Accomplishments that we're proud of 🏆
- We are proud that our hack can potentially brighten things up in the age of virtual classrooms and help to minimise zoom fatigue.
- We are also quite impressed by how versatile our solution can be. For instance, the translation feature that we have included makes our hack Boomer-friendly as well as seniors would be able to consume typical Western media (e.g. BBC news, etc.) in their preferred language.
- We are confident that the concept of our hack will not only attract students and educators, but also deliver value to seniors who may want to understand some text written in English. With Mediate, we are not simply Google Translate, but more as we actually generate a real human who can speak the text!
- We are also quite amazed at how we managed to stay alive for so long without coffee
What we learned 🎓
- Working in a team using Git and GitHub
- Our team members have never worked in groups before and we are mostly used to solo or pair projects at best
- We ran into many conflicts while trying to sync our changes together, but with a fair bit of googling and endurance, we managed to pick up a few important pointers to take note of when working with other developers
- To help with the syncing of our changes on GitHub, we also learnt to use VSCode Live Share to work together as well. This turned out to be surprisingly useful since we were unable to meet up in real life to work on the project together
- Amazon Web Services
- Only one of our team members was familiar with AWS so it took awhile for us to understand how the different cloud services would work together in a pipeline to ultimately deliver the output we wanted
- In summary, we learned about Lambda, S3, API GateWay, SageMaker and not to forget IAM policies!

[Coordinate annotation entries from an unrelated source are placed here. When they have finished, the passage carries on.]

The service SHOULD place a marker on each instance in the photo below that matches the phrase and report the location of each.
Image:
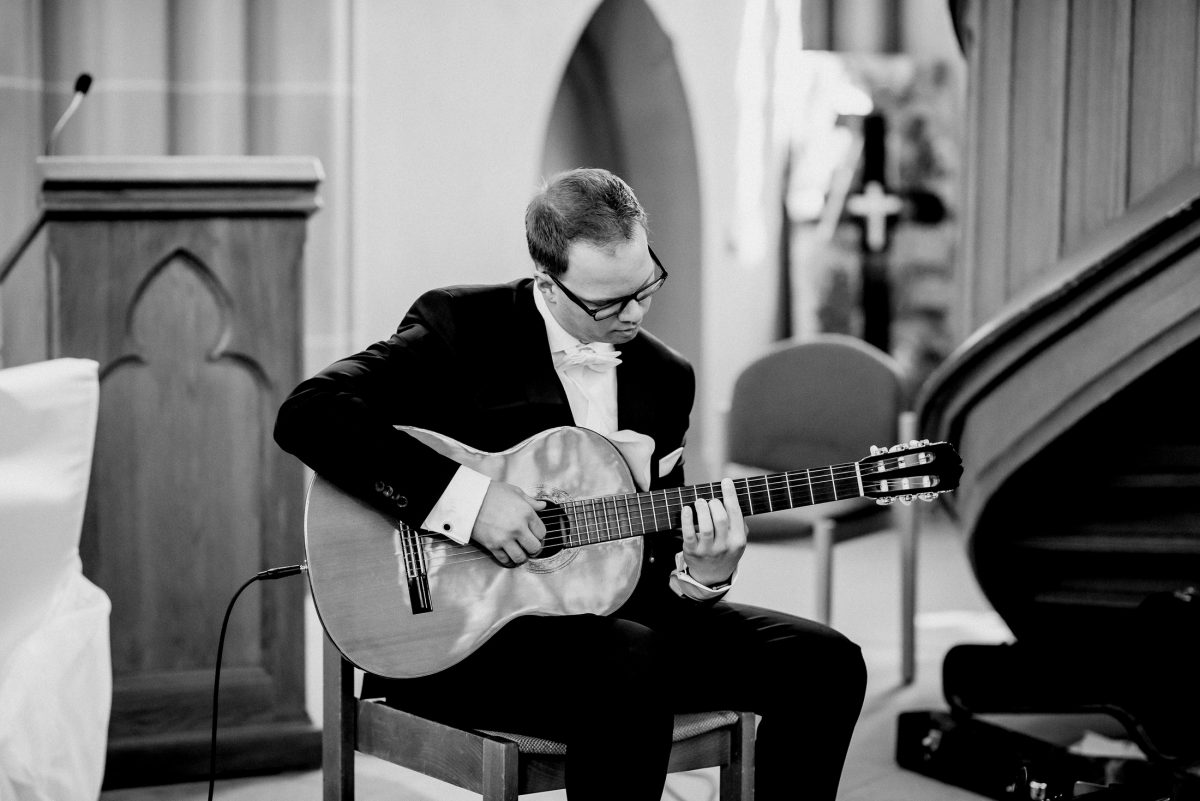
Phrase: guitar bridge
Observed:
(408, 548)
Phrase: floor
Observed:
(867, 592)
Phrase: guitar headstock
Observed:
(918, 469)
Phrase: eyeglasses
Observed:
(613, 307)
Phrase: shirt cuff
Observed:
(685, 586)
(454, 515)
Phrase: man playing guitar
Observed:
(491, 367)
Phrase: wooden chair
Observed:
(497, 765)
(826, 399)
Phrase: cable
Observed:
(267, 574)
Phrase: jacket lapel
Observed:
(531, 344)
(634, 408)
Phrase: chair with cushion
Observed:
(55, 666)
(817, 401)
(498, 765)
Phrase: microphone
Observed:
(83, 83)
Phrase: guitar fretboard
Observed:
(635, 515)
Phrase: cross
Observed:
(875, 206)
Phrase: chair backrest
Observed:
(816, 401)
(47, 431)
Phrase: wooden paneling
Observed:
(1096, 173)
(1163, 109)
(988, 158)
(1039, 78)
(1078, 110)
(181, 277)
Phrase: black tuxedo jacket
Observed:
(472, 363)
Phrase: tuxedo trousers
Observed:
(610, 686)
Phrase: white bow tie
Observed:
(587, 356)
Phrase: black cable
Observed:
(267, 574)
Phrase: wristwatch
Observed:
(684, 576)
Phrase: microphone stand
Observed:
(83, 83)
(21, 245)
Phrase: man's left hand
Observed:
(714, 537)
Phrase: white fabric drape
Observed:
(55, 664)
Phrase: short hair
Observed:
(585, 204)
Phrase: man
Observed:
(492, 366)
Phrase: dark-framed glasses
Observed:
(613, 307)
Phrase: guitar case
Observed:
(1145, 678)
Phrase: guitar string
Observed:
(457, 553)
(757, 487)
(629, 500)
(601, 530)
(465, 553)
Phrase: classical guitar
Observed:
(403, 602)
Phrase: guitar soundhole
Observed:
(558, 528)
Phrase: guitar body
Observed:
(358, 576)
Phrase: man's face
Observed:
(597, 275)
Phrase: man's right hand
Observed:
(508, 525)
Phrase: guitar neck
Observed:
(635, 515)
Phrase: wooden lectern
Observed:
(181, 277)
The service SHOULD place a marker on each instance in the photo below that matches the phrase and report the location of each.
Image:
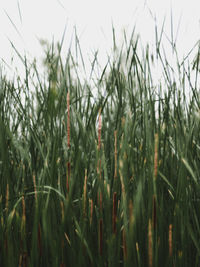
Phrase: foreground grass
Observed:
(110, 179)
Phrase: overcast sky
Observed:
(24, 22)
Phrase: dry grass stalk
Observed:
(101, 237)
(68, 140)
(99, 130)
(154, 213)
(23, 216)
(7, 197)
(156, 157)
(150, 244)
(34, 184)
(91, 211)
(170, 240)
(85, 193)
(124, 244)
(68, 119)
(114, 212)
(39, 240)
(131, 217)
(115, 174)
(68, 175)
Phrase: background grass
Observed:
(105, 177)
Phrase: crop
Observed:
(104, 177)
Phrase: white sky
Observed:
(42, 19)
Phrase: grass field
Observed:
(104, 178)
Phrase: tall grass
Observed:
(109, 178)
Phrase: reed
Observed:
(104, 177)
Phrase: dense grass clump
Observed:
(104, 177)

- A big part of using cloud services is also security, and with that we had to learn how to keep our data stored secure and to grant least privilege access as much as we could
- We gained familiarity with using a variety of natural language APIs while we were sourcing for a suitable candidate for our application, and also had some fun along the way!

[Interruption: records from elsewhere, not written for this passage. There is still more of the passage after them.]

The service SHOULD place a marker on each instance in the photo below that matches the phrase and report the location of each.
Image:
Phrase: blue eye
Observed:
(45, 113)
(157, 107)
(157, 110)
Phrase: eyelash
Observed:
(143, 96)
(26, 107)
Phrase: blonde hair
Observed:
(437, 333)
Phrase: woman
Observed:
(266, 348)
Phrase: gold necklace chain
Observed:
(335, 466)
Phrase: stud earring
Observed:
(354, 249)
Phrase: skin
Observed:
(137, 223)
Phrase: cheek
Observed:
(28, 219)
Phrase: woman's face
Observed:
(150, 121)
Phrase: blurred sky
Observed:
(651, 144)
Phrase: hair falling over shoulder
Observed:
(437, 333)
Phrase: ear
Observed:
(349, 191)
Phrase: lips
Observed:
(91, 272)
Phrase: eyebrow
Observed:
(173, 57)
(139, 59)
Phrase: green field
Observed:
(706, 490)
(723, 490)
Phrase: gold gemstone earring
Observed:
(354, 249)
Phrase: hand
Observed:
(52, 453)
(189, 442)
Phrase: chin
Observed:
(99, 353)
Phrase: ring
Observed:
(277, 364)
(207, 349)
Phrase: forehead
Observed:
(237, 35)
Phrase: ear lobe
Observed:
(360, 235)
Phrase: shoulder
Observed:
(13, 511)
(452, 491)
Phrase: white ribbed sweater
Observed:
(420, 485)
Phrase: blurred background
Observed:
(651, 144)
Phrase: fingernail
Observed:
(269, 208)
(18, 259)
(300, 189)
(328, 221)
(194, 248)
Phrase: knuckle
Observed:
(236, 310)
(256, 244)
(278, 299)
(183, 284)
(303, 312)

- In addition, we had to work with a variety of AWS-related APIs to bring our solution together and we learnt about the risks of managing API keys securely.
- Please only make 1 submission at a time. Only your latest request will be processed, provided there are no other requests currently in progress. This is because our operations cost real money and we have a limited budget. Additionally, this will allow more users the chance to get to use this application. That is also why there is a maximum file size of 10MB imposed.
- If you do not receive an email after submitting a request, it could likely be due to other users already using the application. Feel free to reach out to us at firstname.lastname@example.org if you have any issues.
- Note that the quality of the generated video may be reduced to speed up our processing and reduce consumption of our limited resources. We seek your understanding on these matters. Thank you!
What's next for MediaTE 🏃♂️
- Support for more languages; currently we have only implemented translation to Chinese due to time constraints, but it is certainly possible for us to extend our application to enable a greater variety of translations
- With the advancements in natural language processing and computer vision, we believe that the quality of output generated can only get better. Additionally, with sufficient financial backing, we would also be able to build an even more robust and scalable solution
- Improve the concurrency of our system; right now, our hack is only able to support the creation of 1 such video at any one time and only the latest requests will be processed, provided that there are no other users using it at that time.